UIS home to nationally recognized Child Advocacy Studies program
CAST trains students to gauge when child welfare is at stake
Although barely two years old, UIS’s Professional Certificate in Child Advocacy Studies program (CAST) has already received national attention, becoming one of three Gundersen National Child Protection Training Center (NCPTC) approved programs in the nation.
The CAST program is designed to educate the next generation of mandated reporters, teaching those interested in welfare how to best protect at-risk children and families. The program, which is entirely online, uses a Residential Simulation Lab to teach students how to recognize, report and respond to child maltreatment.
The program started in the spring semester of 2015 with 20 students. Since then, enrollment has nearly tripled with 75 students taking the required five CAST courses.
Betsy Goulet, Clinical Assistant Professor, and CAST coordinator, said she joined the program because she “knew very little about trauma” at the start of her career and believes that this training can “better prepare students and the workforce to respond to children who have been maltreated.”

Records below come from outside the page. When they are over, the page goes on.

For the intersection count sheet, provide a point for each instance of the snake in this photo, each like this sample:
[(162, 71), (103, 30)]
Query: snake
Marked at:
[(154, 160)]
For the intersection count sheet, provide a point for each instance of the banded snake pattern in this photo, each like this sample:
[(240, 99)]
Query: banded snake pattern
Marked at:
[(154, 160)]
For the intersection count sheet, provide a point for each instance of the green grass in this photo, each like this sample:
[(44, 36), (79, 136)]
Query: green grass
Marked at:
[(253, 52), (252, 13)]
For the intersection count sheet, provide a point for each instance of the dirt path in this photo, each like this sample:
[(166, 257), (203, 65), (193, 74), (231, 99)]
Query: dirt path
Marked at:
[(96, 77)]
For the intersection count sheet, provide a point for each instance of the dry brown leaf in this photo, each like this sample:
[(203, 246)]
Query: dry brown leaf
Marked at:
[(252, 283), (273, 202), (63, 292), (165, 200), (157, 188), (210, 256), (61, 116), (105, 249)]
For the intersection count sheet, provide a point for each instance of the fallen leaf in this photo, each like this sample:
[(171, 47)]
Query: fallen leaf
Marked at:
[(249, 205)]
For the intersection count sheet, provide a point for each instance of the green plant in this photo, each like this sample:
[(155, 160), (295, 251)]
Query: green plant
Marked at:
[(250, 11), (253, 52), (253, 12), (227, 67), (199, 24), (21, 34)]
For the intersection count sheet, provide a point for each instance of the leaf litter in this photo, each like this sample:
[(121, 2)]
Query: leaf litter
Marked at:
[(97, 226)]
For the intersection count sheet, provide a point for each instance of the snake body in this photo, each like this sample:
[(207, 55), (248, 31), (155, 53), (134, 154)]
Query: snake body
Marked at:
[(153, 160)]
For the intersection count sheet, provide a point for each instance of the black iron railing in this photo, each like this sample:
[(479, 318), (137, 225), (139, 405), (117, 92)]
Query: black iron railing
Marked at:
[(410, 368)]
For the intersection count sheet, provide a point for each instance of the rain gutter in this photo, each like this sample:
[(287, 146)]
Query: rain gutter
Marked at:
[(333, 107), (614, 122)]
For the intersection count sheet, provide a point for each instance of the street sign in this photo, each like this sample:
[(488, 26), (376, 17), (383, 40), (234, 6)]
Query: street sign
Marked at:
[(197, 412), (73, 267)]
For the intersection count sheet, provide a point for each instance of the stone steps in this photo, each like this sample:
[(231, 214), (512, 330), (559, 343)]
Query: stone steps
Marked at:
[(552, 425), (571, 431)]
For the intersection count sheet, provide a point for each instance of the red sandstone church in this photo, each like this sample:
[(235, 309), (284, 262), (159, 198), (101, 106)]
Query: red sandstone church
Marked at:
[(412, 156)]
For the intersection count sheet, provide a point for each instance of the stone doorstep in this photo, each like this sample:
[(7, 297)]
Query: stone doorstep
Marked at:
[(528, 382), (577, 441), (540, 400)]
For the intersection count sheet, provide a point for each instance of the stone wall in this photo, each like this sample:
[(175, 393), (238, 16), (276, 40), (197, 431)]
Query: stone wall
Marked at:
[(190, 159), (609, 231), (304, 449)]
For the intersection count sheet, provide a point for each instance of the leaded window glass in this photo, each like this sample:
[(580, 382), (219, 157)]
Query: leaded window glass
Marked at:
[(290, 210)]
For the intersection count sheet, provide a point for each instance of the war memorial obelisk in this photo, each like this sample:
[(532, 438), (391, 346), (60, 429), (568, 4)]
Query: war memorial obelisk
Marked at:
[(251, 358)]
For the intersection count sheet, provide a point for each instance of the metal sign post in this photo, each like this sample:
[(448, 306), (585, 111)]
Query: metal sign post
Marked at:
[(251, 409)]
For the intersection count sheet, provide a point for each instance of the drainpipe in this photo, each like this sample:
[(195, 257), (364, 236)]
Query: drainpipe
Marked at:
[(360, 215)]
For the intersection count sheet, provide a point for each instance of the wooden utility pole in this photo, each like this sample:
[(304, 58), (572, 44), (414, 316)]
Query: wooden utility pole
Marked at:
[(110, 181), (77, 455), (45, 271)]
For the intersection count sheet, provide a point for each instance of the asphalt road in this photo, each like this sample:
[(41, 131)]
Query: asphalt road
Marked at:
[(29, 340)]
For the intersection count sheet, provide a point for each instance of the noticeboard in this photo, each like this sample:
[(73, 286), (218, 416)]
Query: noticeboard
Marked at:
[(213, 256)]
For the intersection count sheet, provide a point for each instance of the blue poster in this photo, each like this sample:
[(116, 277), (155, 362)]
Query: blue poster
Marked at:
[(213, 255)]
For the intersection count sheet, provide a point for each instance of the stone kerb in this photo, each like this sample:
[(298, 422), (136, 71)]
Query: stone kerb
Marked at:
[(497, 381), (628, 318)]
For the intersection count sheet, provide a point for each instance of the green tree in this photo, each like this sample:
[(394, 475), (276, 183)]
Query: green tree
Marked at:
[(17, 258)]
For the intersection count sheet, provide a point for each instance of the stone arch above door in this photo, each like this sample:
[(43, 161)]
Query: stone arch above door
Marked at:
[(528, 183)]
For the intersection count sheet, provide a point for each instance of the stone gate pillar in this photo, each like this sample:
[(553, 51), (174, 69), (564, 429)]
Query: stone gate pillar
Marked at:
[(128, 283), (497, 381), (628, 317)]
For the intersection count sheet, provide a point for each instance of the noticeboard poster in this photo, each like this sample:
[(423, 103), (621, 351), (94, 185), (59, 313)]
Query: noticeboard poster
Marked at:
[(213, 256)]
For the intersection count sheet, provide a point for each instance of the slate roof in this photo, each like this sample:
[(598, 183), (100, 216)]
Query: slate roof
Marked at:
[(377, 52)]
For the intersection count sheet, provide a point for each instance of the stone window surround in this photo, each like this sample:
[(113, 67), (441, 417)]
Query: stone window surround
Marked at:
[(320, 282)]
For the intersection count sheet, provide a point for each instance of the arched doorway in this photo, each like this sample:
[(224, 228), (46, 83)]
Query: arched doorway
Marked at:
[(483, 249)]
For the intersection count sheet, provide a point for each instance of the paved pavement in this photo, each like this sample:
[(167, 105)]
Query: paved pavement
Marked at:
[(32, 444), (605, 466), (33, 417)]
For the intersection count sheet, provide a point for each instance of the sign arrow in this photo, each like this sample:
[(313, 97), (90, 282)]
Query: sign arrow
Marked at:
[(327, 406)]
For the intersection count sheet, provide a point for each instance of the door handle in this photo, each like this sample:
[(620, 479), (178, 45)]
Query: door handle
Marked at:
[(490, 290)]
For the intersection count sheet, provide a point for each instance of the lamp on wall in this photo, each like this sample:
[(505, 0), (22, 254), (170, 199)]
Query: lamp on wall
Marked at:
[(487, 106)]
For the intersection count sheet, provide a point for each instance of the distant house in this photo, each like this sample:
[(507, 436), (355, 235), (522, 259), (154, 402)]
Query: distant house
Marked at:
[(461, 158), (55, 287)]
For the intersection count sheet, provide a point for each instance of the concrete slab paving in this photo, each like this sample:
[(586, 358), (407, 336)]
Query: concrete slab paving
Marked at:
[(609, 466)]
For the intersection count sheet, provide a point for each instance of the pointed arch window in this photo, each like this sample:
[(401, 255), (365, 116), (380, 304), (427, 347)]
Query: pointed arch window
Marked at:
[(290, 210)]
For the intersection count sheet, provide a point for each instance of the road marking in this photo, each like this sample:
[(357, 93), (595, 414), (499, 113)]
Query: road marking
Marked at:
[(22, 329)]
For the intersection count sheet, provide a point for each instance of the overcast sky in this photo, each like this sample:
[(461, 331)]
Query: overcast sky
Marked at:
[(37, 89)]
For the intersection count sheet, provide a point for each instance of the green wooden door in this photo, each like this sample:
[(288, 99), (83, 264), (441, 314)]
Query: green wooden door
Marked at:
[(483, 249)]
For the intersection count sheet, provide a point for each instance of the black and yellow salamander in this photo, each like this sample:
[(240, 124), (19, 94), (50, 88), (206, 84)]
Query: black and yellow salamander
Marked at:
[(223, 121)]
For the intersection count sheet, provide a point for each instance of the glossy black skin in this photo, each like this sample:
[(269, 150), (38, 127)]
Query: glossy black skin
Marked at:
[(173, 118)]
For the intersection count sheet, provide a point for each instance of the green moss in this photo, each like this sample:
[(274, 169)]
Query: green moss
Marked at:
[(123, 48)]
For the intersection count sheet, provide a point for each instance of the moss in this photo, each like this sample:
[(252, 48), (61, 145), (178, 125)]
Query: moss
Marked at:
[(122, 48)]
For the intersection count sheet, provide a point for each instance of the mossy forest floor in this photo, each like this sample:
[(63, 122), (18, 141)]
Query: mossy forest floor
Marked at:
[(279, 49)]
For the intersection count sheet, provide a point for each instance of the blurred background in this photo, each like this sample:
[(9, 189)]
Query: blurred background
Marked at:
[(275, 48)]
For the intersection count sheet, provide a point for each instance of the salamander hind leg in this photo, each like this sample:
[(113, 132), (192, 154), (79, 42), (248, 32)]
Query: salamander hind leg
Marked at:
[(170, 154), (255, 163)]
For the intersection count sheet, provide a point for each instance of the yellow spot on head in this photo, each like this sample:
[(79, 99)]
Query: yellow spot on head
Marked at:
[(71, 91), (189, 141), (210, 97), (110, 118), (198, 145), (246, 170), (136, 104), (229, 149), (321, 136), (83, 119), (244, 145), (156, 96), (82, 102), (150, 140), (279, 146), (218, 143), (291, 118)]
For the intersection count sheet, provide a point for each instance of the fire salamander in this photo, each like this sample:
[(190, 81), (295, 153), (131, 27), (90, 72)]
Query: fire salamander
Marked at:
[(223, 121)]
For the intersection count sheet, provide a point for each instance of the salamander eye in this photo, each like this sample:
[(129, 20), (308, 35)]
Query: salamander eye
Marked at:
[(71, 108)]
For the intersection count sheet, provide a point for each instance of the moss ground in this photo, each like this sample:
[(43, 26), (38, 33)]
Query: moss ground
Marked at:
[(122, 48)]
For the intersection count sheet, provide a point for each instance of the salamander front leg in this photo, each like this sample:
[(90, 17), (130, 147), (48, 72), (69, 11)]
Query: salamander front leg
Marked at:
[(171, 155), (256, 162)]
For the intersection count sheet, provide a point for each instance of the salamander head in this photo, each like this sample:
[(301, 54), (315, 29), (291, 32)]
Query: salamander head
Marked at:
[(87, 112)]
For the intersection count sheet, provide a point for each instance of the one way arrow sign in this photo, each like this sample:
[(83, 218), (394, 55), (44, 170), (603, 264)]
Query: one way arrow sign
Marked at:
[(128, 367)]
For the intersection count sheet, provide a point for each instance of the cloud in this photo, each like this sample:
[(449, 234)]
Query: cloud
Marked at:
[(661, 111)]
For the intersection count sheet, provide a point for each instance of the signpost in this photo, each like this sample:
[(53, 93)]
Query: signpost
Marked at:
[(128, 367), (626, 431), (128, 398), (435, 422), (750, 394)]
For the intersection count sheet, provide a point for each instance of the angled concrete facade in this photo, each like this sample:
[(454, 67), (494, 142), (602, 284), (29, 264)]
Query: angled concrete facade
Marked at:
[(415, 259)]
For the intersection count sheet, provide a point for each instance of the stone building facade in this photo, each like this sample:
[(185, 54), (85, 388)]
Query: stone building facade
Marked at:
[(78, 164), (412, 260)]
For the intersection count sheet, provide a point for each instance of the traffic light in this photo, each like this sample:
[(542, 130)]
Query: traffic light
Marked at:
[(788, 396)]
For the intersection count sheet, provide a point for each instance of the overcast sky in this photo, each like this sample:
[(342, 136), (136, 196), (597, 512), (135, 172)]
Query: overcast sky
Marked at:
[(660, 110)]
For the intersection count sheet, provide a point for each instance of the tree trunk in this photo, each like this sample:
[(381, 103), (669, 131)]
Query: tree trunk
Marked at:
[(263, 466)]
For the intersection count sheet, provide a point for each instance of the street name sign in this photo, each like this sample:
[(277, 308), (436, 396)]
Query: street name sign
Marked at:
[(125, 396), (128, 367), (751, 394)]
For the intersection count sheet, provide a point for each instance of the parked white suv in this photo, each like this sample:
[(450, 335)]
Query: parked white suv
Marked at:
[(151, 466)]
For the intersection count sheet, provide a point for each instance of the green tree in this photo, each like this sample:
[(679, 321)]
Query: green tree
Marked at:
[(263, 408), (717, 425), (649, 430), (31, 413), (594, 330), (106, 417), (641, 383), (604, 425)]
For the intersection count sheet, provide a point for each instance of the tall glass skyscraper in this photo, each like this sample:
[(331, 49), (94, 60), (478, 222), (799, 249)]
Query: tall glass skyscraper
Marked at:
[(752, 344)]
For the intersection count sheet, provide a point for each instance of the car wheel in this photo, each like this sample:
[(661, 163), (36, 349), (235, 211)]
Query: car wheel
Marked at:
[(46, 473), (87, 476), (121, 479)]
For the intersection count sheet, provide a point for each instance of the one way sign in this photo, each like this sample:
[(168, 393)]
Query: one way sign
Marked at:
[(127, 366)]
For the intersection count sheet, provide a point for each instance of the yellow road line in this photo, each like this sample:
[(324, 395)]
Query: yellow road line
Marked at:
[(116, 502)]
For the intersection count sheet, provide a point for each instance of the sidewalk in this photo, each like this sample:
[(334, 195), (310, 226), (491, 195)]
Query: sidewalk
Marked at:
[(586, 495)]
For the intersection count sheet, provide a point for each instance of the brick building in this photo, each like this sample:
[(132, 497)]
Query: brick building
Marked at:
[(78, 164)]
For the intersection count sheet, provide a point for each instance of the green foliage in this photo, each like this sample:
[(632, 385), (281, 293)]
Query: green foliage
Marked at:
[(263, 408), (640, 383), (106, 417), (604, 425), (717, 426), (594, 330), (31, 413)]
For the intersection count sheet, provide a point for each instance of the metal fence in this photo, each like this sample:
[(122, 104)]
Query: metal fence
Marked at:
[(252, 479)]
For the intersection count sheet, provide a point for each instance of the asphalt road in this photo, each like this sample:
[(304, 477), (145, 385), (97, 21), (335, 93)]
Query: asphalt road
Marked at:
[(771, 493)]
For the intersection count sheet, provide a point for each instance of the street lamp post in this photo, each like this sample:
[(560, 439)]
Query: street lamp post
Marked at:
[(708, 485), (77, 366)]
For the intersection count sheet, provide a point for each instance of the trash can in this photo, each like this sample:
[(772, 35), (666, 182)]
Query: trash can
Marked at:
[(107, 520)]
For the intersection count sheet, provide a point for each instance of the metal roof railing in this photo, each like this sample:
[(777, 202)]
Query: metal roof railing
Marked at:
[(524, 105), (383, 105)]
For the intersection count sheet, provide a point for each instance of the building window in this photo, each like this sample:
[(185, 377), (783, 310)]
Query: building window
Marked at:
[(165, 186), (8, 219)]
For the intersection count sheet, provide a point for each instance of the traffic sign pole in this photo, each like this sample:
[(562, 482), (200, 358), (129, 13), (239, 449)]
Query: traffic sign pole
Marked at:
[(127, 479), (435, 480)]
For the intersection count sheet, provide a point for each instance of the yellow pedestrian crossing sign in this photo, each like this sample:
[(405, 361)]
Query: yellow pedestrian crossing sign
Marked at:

The program has undergraduate and graduate students from a variety of disciplines, including Social Work, Psychology, Public Administration, Teacher Education, Human Development, and Criminology. Administrators are also working on making Global Child Advocacy course an ECCE by next fall.
“Our next plan is to submit the paperwork for an interdisciplinary CAST minor through the Psychology and Public Administration undergrad programs,” said Goulet. “We also have a CAST Advisory board with representatives from all of the departments who have students enrolled in CAST.”
The Gundersen NCPTC, located at Winona State University in Minnesota, created the CAST curriculum in 2004 as an interdisciplinary and collaborative approach to teaching child welfare practitioners.
UIS received Gunderson’s approval in April 2017 after proving that all faculty completed the required training program and that the courses closely model the original training program in Minnesota.
In the future, Dr. Goulet hopes to expand the CAST curriculum and collaborate with the Child Protection Training Academy to provide more experiential training experiences for the current frontline workforce in child protection.
“We are hoping to expand the training to include simulation training for multidisciplinary team members who work child abuse cases through the Child Advocacy Centers throughout the state,” she said.